Chereads / MALAIKAT HIDUPKU / Chapter 19 - 19. SAMPAI DI RUMAH AKBAR

Chapter 19 - 19. SAMPAI DI RUMAH AKBAR

Mereka sampai di sebuah perumahan. Mobil berhenti di depan gerbang yang tinggi menjulang. Mata Iyan dan Riri terpana dengan rumah milik Akbar.

Lantai pertama terlihat sangat berantakan. Sofa, meja, lemari yang berisi piala-piala olahraga milik Akbar yang terkena air dan kotor karena tanah, beberapa barang di tumpuk sebisanya dan di pinggirkan.

Ruang tamu terlihat luas karena tergabung dengan ruang tengah. Mereka menuju lantai dua. Disini tak ada yang terkena sentuhan air dari stunami. Sangat bersih dan nyaman serta harum dari pewangi lantai.

"Kalian tunggu di sini dulu ya." Ucap Akbar dengan terburu-buru meletakkan tasnya dengan sembarangan disusul kakak sepupunya. Cahaya mengikuti Akbar dari belakang dengan berlari kecil.

Sementara Iyan segera mencharger hpnya.
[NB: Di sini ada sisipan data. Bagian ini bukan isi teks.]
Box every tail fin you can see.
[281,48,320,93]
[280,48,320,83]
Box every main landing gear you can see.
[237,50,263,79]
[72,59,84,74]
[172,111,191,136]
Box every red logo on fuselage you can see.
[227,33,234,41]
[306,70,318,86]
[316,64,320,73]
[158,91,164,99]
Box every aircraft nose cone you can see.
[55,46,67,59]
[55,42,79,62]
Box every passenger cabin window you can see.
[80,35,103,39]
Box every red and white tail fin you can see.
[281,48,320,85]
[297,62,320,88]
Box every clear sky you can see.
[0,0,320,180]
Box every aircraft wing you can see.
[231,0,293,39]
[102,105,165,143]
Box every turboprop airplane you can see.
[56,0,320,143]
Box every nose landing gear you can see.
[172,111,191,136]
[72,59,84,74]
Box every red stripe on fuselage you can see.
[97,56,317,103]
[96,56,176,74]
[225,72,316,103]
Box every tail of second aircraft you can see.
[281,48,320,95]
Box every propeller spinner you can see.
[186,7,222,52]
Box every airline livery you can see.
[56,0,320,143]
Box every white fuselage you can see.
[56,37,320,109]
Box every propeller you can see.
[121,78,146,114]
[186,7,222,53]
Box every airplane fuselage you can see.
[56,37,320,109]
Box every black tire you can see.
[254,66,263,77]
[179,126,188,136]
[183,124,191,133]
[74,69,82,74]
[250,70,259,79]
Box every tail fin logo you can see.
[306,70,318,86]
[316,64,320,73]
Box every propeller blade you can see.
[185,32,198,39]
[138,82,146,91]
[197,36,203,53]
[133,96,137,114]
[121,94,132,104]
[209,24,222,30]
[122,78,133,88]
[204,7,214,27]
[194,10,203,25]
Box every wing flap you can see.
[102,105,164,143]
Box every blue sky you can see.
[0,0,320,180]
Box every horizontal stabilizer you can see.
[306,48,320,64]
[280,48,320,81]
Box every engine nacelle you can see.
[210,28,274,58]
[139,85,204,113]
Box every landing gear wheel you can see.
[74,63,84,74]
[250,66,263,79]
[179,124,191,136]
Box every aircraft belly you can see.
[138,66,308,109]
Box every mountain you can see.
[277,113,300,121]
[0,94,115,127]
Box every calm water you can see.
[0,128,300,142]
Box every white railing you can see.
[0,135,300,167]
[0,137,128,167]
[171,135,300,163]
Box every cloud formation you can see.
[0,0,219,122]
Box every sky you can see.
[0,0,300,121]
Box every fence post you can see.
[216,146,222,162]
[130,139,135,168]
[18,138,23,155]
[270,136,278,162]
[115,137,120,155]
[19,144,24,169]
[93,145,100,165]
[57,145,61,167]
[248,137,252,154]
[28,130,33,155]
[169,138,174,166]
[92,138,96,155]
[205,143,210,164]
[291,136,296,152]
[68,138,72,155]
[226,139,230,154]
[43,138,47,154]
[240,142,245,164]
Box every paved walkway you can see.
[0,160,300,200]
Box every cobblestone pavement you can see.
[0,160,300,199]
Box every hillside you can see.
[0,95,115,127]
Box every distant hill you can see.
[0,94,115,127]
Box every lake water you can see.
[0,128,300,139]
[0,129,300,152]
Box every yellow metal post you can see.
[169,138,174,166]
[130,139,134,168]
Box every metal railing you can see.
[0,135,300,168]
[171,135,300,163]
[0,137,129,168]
Iyan meminjam charger milik Akbar yang tergletas di meja.

"Hey kalo mau minjem barang ngomong dulu dong sama orangnya." Riri mencegat dengan menepuk pundak Iyan.

Iyan meringis setelah mencolokan kabel ke dalam hpnya.

"Ya nggak papa nanti ngomong sama Akbar," Iyan berbisik.

"Penting banget soalnya darurat, hehehe." sambungnya tak merasa punya dosa.

"Hem." Riri membuang muka.

Riri dan Iyan duduk di atas karpet tebal yang halus.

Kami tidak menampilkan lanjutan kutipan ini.